India slips 3 spots to rank 120 on 17 SDG goals adopted as 2030 agenda: Report
New Delhi: India has slipped three spots from last year’s 117 to rank 120 on the 17 Sustainable Development Goals adopted as a part of the 2030 agenda by 192 United Nations member states in 2015, a new report said.
With the latest rankings, India is now behind all south Asian nations except Pakistan, which stands at 129. The south Asian countries ahead of India are Bhutan ranked 75, Sri Lanka 87, Nepal 96 and Bangladesh 109.
India’s overall Sustainable Development Goals (SDG) score was 66 out of 100.
According to the Centre for Science and Environment’s State of India’s Environment Report, 2022, released by Union Environment Minister Bhupender Yadav on Tuesday, India’s rank dropped primarily because of major challenges in 11 SDGs including zero hunger, good health and wellbeing, gender equality and sustainable cities and communities.
India also performed poorly in dealing with quality education and life on land aspects, the report stated.
The previous year, India had suffered on the fronts of ending hunger and achieving food security, achieving gender equality and building resilient infrastructure, promoting inclusive and sustainable industrialisation and fostering innovation.
On the state-wise preparedness, the report said Jharkhand and Bihar are the least prepared to meet the SDGs by the target year 2030.
Kerala ranked first, followed by Tamil Nadu and Himachal Pradesh in the second position.
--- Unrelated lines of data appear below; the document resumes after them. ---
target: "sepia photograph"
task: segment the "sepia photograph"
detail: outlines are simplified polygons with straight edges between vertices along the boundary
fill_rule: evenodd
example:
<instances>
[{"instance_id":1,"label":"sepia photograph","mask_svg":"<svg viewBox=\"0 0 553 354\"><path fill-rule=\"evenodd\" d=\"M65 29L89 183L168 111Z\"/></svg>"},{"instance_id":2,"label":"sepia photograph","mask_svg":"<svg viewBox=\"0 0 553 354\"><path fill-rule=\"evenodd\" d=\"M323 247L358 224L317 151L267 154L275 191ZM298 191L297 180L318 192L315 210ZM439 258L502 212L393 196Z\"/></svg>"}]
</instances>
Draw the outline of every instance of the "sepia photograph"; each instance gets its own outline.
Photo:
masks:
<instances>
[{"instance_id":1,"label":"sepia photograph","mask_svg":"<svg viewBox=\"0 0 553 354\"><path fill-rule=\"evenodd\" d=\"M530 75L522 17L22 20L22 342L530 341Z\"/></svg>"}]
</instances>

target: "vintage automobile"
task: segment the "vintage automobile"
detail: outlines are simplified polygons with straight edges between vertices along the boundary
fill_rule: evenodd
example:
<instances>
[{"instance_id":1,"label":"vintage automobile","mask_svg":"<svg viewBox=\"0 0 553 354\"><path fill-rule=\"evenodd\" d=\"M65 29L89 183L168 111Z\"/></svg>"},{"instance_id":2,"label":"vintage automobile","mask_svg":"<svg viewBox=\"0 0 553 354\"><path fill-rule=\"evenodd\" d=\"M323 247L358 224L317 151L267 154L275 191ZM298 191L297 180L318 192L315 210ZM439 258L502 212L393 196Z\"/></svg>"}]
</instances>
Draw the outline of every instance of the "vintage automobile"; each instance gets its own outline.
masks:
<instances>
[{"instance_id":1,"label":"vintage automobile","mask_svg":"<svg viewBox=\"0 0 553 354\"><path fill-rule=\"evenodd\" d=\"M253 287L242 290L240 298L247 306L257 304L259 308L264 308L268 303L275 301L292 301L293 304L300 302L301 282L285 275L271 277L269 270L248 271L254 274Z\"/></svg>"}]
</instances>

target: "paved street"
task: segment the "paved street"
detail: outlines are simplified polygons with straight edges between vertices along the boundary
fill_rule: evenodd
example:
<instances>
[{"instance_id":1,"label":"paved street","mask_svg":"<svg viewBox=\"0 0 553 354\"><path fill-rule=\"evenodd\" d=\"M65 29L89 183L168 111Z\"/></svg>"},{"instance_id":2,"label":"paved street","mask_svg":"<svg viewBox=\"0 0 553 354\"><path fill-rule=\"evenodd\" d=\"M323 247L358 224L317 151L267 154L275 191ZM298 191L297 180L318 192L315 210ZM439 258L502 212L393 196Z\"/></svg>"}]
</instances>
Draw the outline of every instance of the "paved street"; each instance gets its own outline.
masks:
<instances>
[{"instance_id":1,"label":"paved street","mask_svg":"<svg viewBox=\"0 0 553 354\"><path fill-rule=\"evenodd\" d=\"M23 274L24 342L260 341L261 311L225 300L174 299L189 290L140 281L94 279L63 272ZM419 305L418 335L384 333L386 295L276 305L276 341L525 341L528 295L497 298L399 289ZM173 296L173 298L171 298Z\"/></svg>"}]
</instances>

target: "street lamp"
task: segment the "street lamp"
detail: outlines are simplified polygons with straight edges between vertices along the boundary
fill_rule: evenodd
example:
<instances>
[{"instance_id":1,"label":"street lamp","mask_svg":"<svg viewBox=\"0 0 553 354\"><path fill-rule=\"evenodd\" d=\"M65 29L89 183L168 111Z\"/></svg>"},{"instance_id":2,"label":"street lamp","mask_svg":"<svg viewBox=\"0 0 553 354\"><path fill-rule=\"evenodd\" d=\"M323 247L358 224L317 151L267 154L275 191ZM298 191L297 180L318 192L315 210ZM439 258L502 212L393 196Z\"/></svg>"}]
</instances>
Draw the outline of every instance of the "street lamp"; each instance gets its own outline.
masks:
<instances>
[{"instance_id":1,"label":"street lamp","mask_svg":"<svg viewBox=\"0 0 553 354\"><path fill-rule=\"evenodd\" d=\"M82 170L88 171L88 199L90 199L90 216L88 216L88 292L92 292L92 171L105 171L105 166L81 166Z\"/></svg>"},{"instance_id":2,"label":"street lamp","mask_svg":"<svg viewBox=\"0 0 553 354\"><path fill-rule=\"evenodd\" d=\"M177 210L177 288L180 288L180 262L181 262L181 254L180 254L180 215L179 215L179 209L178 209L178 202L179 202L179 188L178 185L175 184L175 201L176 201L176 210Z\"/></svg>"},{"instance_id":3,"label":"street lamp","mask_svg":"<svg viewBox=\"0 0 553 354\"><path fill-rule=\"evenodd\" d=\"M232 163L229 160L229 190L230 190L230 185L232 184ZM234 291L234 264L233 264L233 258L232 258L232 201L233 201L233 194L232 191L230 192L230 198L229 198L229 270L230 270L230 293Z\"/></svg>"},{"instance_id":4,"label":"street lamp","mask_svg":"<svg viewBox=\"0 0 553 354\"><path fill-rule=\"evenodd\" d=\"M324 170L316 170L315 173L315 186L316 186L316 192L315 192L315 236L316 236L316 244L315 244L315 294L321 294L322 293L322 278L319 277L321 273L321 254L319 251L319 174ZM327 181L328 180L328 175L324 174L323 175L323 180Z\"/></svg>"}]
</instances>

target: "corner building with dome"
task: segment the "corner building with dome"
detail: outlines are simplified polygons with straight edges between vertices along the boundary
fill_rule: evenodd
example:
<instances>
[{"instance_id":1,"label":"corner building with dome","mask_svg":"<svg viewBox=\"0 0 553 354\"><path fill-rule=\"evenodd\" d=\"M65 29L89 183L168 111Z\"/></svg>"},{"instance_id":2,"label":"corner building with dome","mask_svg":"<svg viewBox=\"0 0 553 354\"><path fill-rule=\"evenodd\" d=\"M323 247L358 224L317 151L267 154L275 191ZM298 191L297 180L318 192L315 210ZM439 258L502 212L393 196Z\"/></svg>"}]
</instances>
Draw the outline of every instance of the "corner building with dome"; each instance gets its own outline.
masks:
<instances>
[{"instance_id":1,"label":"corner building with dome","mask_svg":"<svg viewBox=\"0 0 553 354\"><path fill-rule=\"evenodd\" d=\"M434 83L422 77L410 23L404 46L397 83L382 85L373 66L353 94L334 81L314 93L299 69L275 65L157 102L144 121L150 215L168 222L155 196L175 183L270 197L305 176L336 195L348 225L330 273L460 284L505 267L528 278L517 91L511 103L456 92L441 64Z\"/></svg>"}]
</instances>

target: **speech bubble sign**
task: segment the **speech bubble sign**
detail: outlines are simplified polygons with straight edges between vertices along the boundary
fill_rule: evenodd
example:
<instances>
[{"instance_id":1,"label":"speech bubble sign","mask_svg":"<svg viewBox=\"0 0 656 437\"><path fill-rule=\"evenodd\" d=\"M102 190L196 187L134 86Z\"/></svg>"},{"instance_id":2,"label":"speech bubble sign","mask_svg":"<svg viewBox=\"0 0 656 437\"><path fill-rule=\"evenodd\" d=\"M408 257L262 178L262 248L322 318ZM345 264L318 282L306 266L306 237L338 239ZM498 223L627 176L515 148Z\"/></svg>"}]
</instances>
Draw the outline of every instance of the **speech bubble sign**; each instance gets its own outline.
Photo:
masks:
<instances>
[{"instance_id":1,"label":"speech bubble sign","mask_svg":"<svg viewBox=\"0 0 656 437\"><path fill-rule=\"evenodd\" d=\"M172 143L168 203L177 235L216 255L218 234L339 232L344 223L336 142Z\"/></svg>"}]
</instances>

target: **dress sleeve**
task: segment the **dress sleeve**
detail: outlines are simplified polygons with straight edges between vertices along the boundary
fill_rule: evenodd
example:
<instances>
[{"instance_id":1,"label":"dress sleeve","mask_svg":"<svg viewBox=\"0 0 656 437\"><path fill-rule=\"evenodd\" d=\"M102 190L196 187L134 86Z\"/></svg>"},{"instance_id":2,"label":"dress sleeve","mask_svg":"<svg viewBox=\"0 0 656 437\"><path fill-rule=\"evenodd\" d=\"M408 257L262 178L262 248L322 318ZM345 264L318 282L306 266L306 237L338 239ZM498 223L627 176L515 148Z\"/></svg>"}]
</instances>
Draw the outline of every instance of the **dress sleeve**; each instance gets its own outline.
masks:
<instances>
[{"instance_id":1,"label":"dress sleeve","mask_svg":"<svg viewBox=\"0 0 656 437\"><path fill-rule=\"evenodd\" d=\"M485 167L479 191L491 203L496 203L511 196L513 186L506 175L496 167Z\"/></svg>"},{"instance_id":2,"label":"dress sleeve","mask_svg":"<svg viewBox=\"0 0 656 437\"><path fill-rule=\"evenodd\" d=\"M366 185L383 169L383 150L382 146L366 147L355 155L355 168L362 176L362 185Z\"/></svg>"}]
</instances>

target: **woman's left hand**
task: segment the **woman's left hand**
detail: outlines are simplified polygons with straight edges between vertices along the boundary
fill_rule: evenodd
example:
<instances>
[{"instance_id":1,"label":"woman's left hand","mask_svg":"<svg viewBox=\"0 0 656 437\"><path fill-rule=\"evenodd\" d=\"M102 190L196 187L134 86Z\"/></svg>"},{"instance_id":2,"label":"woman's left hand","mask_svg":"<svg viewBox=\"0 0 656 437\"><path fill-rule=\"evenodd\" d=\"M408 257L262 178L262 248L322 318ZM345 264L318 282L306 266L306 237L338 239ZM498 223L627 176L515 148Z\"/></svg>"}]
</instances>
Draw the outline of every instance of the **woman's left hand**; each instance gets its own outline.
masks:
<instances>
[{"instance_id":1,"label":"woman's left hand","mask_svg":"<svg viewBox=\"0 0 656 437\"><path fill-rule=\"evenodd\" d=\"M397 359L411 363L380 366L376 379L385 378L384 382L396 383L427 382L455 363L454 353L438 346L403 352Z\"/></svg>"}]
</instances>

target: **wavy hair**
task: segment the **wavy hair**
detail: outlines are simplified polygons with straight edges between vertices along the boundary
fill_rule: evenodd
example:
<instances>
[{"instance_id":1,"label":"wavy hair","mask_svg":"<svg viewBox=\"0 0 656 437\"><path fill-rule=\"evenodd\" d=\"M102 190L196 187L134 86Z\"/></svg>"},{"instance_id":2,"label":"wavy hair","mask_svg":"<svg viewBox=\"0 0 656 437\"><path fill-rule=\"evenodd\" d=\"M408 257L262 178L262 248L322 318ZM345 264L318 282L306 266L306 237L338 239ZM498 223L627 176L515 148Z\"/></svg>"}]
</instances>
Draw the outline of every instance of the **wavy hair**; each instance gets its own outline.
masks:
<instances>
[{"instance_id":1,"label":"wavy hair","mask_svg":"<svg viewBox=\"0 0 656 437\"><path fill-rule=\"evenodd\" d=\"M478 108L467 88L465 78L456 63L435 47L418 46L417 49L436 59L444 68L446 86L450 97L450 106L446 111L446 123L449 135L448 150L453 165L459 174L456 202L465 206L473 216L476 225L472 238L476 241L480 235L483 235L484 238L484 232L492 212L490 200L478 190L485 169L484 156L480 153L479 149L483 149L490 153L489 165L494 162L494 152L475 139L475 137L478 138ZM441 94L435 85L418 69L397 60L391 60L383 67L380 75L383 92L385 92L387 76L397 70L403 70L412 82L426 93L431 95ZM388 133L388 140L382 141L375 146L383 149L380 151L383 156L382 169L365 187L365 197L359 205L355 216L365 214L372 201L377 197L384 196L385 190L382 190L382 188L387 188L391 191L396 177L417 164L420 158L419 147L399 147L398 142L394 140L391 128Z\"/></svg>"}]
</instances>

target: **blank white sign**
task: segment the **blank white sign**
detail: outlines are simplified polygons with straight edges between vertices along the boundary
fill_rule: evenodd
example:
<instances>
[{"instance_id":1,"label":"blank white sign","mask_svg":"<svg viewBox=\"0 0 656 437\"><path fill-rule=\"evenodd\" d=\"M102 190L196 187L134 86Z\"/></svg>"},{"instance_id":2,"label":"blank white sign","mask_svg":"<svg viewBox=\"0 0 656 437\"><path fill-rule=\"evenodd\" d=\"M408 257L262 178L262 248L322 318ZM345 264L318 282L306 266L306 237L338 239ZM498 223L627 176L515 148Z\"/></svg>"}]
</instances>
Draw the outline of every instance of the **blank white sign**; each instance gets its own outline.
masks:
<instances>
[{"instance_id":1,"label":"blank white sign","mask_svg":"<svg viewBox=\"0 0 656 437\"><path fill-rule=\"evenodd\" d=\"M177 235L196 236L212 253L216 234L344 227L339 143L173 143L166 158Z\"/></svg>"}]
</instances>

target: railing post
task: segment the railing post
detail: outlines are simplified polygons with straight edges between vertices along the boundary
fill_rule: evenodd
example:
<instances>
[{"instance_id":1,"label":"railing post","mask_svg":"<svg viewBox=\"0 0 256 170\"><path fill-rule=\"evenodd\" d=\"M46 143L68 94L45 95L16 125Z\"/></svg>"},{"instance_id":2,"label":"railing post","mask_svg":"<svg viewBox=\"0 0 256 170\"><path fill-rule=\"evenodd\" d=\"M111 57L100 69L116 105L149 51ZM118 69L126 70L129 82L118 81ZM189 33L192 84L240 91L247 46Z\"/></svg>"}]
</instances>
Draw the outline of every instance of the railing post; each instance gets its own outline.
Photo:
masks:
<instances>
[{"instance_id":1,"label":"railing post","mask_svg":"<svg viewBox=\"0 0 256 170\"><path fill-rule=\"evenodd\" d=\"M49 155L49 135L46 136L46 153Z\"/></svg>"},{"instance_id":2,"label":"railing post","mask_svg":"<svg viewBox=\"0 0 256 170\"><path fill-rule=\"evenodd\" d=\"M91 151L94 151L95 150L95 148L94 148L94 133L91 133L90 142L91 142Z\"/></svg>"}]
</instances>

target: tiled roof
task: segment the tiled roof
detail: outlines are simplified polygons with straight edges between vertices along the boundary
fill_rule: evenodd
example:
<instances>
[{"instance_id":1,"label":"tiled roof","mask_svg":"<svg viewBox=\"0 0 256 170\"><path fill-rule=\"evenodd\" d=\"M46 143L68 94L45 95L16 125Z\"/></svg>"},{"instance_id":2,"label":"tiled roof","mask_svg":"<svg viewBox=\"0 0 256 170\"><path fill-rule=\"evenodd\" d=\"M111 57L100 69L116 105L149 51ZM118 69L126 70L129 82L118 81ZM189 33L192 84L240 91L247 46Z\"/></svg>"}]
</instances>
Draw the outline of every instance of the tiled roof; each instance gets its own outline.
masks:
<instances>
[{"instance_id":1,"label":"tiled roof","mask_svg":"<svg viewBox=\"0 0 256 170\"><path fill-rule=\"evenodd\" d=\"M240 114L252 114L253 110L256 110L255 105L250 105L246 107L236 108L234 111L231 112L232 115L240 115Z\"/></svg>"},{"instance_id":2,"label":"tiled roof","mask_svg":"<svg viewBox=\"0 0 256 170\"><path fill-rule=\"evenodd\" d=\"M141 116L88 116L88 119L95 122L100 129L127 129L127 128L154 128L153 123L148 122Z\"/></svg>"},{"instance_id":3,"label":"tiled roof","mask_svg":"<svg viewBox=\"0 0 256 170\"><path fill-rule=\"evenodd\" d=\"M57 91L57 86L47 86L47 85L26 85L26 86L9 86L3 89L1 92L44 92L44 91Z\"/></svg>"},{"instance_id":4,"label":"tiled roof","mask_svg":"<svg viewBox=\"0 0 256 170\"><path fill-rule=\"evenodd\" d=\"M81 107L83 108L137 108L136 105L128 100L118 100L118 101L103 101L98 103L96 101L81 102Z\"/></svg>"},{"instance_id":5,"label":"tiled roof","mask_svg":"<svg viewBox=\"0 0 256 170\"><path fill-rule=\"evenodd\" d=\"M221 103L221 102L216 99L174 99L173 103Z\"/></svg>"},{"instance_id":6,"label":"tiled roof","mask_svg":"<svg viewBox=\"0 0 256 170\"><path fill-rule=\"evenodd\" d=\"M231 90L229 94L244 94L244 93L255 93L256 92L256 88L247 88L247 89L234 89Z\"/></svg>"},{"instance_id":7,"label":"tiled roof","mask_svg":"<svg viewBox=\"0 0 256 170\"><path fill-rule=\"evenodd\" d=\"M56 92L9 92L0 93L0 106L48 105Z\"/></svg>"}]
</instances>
The third position was shared by Goa, Karnataka, Andhra Pradesh and Uttarakhand.
Among the Union Territories, Chandigarh was ranked first, followed by Delhi, Lakshadweep and Puducherry in the second place and the Andaman and Nicobar Islands on the third, the report said.
The 2030 Agenda for Sustainable Development, was adopted by all United Nations Member States in 2015, which provides a shared blueprint for peace and prosperity for people and the planet.
There are 17 Sustainable Development Goals which are an urgent call for action by all countries in a global partnership.
Some of these goals are no poverty, zero hunger, good health and wellbeing, quality education, gender equality, clean water and sanitation, affordable and clean energy, decent work and economic growth, industry, innovation and infrastructure.
It also includes, reduced inequalities, sustainable cities and communities, responsible consumption and production, climate action, life below water, life on land, peace, justice and strong institutions and lastly strengthening global partnerships for the goals.